I would also like to make a few points regarding the situation in the Kurdistan Region. We too face challenges in the areas of politics and economics, but the strength of our democratic systems gives us faith that these challenges can be met.

1.Because we have enjoyed the benefits of self-government for many years, we have prospered and grown, even while much of the rest of Iraq has continued to suffer.

2.We are a multi-ethnic region which has strong historical traditions for tolerance and respect. Today we continue to receive thousands of displaced Christians and other IDPs from the rest of Iraq, and we gladly offer them shelter, assistance, and where possible, jobs.

3.We are developing our energy resources in accordance with the Iraqi Constitution and the Kurdistan Region is now a contributor to international energy markets –with huge future potential from our oil and gas fields.

4.Our political system, while young, is maturing and we are learning to meet the challenges of a modern participatory democracy and to fulfill the responsibilities of democratic leadership.

5.Lastly, we have maintained an environment of safety and security through the cooperation of our security forces and a vigilant population. We have, and will continue to play our part in the struggle against terrorism and violent extremism which threatens the fabric of democratic societies worldwide.
Through our struggle and belief in democracy, we have gone:

•From villages of rubble to modern shopping malls and family entertainment centers

•From an economy that was stifled and controlled where all profits were held by a very small group of political elites in the capital to one where private industry and foreign investment is thriving

•From a place where it was difficult to find a school and suitable home, where education was mired in state propaganda and false history, to one where a plethora of private and public institutions now offer internationally-accredited degrees and where our people have access to the global stream of information.

This is the transformational power of freedom and democracy. There is nowhere else in the modern world that stands more resolutely as a success story of democracy’s ability to unleash the potential of a long-suffering nation than the Kurdistan Region of Iraq. Where Kurds once fought for their very survival from the genocidal policies of a dictator, where we were once locked in a zero-sum struggle with a state that was supposed to protect us, but instead sought to destroy us, democracy and federalism now offers us the opportunity to contribute to the building of a truly strong state, one that aids its citizens in realizing their own dreams and destinies. Our success is the success of a long historical march. We are extremely proud of our record of consistently working for this day and the rights of the Iraqi people, both as a liberation movement and now as a government.
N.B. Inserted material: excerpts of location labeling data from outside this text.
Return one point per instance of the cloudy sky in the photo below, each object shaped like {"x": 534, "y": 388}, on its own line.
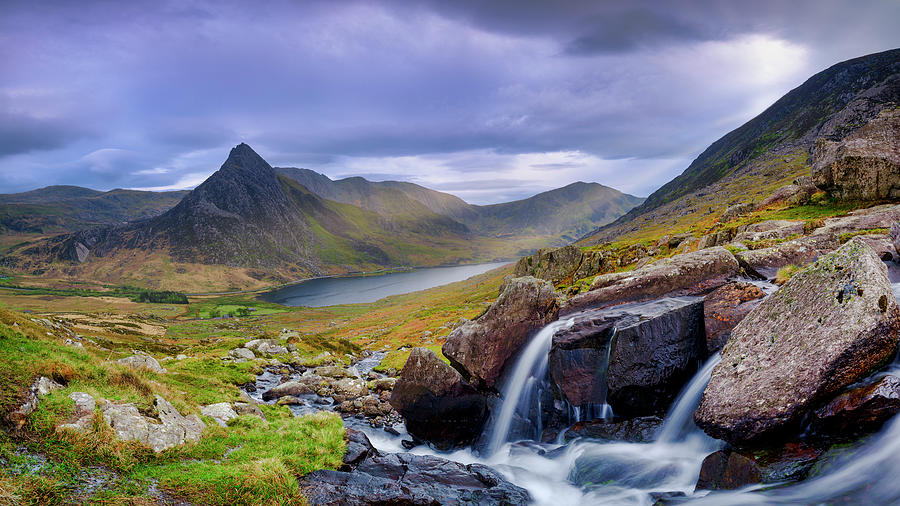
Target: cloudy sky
{"x": 489, "y": 100}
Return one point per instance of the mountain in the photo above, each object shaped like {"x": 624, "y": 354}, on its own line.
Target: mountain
{"x": 772, "y": 148}
{"x": 561, "y": 215}
{"x": 57, "y": 209}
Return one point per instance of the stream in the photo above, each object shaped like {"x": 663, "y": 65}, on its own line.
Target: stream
{"x": 596, "y": 471}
In closing, we should recall that while the nations of the world welcomed the Arab Spring, there are still great and daunting questions about the Arab Summer. The fate of millions of people in the Middle East hangs in the balance as the new democratic orders takes hold. For Kurds our “Spring” required nearly three decades of suffering beyond imagination. But we have survived, preserved, and we are now prospering. We hope that others can look at us as something of an example, and a clear illustration that the democratic wave can bring a better life to all people.

I commend you, the members of the NATO Parliamentary Assembly in your efforts to promote peace, democracy, tolerance and coexistence. The Kurdistan Region stands with you in these efforts. Together we have a bright future ahead of us and we look forward to the continued cooperation of our people to prevent tyranny and ensure global progress on the values that unite us.

I wish you great success and once more, thank you for this opportunity to speak with you.